Others say the magician must have walked to the nearest liquor store, bought a bottle of twelve-year-old Tullamor Dew and found a motel room where he polished off the bottle and collapsed on the bed and was never seen again. The maid the next morning swears she felt like she was being watched as she changed the sheets on the bed and took the empty bottle out of the tiny waste can and put it in her trash bin. Once, she swears, as she bent down to work on one of the bottom corners of the top sheet, tucking it under, ou
t of the corner of her eye, on the ceiling, she swears she saw the magician. The maid swears the magician winked at her and when she stood and looked up to see how he was clinging to the ceiling he was gone. Since that morning, the maid says, every time she goes in to clean that room, no matter who has stayed in it the night before, there is a single rose lying on the pillow of the unmade bed. It is the magician, she says. He leaves the flower for me.
That’s a story Ray would love. A dead magician leaving a rose on a pillow for a maid. With a story like that, no one’s ever going to bother to look in the submerged trunk. Who would want to ruin such a story by finding the decayed remains of the magician in the trunk? Not Ray, that’s for sure. And not me either, I guess. The dead magician, both confined and not confined within the rotting, submerged trunk, is a fair analogy for the forgiveness I don’t want to have to ask Ray for if I don’t have to.

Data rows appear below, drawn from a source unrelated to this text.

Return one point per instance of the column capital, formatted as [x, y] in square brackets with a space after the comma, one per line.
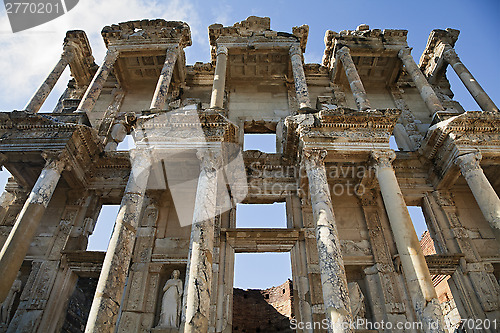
[405, 52]
[315, 156]
[295, 50]
[469, 162]
[112, 53]
[450, 55]
[222, 49]
[383, 158]
[56, 160]
[3, 159]
[210, 159]
[344, 51]
[68, 52]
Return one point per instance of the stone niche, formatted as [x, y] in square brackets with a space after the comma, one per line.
[165, 275]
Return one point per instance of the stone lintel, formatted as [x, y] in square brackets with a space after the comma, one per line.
[143, 32]
[367, 42]
[255, 32]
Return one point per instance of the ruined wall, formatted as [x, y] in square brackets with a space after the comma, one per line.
[268, 310]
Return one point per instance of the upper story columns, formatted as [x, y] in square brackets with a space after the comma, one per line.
[485, 195]
[357, 88]
[299, 78]
[94, 90]
[425, 89]
[160, 95]
[475, 89]
[219, 85]
[17, 244]
[416, 272]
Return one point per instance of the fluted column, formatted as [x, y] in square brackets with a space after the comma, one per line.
[485, 195]
[46, 87]
[357, 88]
[416, 272]
[17, 244]
[198, 286]
[94, 90]
[219, 85]
[425, 89]
[475, 89]
[299, 78]
[106, 304]
[331, 263]
[161, 91]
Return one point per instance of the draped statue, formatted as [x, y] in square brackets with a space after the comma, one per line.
[171, 302]
[6, 306]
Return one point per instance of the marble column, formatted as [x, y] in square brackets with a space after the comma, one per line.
[299, 78]
[416, 272]
[485, 195]
[198, 286]
[161, 91]
[106, 304]
[425, 89]
[94, 90]
[331, 263]
[218, 88]
[17, 244]
[351, 72]
[44, 90]
[475, 89]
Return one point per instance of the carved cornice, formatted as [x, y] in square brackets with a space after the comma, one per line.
[147, 32]
[255, 30]
[374, 39]
[471, 130]
[469, 162]
[315, 157]
[184, 126]
[383, 158]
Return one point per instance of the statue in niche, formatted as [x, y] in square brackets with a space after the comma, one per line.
[171, 302]
[6, 309]
[358, 308]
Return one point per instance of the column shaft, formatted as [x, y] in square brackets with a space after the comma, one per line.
[331, 263]
[485, 195]
[94, 90]
[299, 78]
[219, 85]
[426, 91]
[46, 87]
[199, 270]
[416, 272]
[108, 295]
[17, 244]
[161, 91]
[475, 89]
[357, 88]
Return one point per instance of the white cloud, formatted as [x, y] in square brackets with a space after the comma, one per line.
[27, 57]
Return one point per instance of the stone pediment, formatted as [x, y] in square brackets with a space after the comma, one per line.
[363, 40]
[147, 32]
[255, 30]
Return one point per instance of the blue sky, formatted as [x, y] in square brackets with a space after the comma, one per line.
[26, 57]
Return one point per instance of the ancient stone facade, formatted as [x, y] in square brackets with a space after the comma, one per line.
[355, 256]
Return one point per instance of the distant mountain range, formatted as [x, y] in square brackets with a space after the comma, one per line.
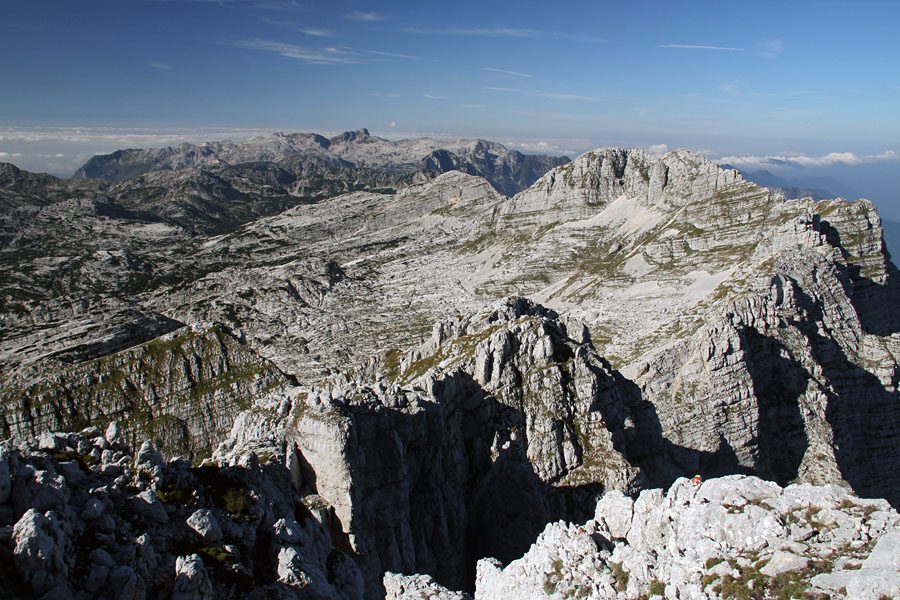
[376, 361]
[807, 188]
[508, 171]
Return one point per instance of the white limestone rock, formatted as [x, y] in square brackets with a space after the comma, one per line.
[417, 587]
[205, 523]
[42, 550]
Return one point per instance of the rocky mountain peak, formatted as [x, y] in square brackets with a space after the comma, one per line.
[360, 135]
[436, 369]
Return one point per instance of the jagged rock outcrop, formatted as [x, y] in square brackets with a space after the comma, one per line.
[730, 537]
[89, 518]
[506, 420]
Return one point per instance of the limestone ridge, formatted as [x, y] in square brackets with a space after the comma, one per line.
[182, 390]
[684, 322]
[508, 171]
[500, 426]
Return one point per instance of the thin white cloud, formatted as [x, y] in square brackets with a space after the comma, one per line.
[505, 72]
[393, 54]
[699, 47]
[543, 94]
[316, 32]
[478, 31]
[301, 53]
[366, 16]
[770, 48]
[789, 160]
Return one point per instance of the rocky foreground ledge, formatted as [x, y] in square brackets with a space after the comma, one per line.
[83, 516]
[732, 537]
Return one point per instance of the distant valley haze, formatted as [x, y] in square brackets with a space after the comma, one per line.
[814, 103]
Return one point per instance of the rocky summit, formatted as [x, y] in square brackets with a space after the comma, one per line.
[301, 367]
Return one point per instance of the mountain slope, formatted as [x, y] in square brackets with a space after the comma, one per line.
[508, 171]
[682, 321]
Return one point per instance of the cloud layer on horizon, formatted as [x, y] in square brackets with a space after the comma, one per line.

Secrets are messy things, it turns out. Especially ones that remain secrets till death do us part.
• • •
Has Ray been on the ceiling of Sam and Gloria’s bedroom watching Gloria and I? And if he has, did it get him hard? Can ghosts get hard, and what would that mean for a ghost? Could a hard ghost be felt by someone alive?
What is it about men, that they get aroused by the idea of watching two women touch each other? Of course, alive, Ray never told me two women making love would excite him. Maybe Ray, if he has been on Gloria’s bedroom ceiling one of the times we were together, maybe he wasn’t turned on by watching us. Maybe he was just sad. Maybe he felt betrayed. Can the living hurt the dead?
Or is the thought of Ray on Gloria’s ceiling nothing more than a representation of my guilt for never having been able to be honest with myself or with Ray while he was alive? Is it forgiveness I want from the dead, or simply acceptance? How much can the dead accept? I mean, they already have to accept being dead.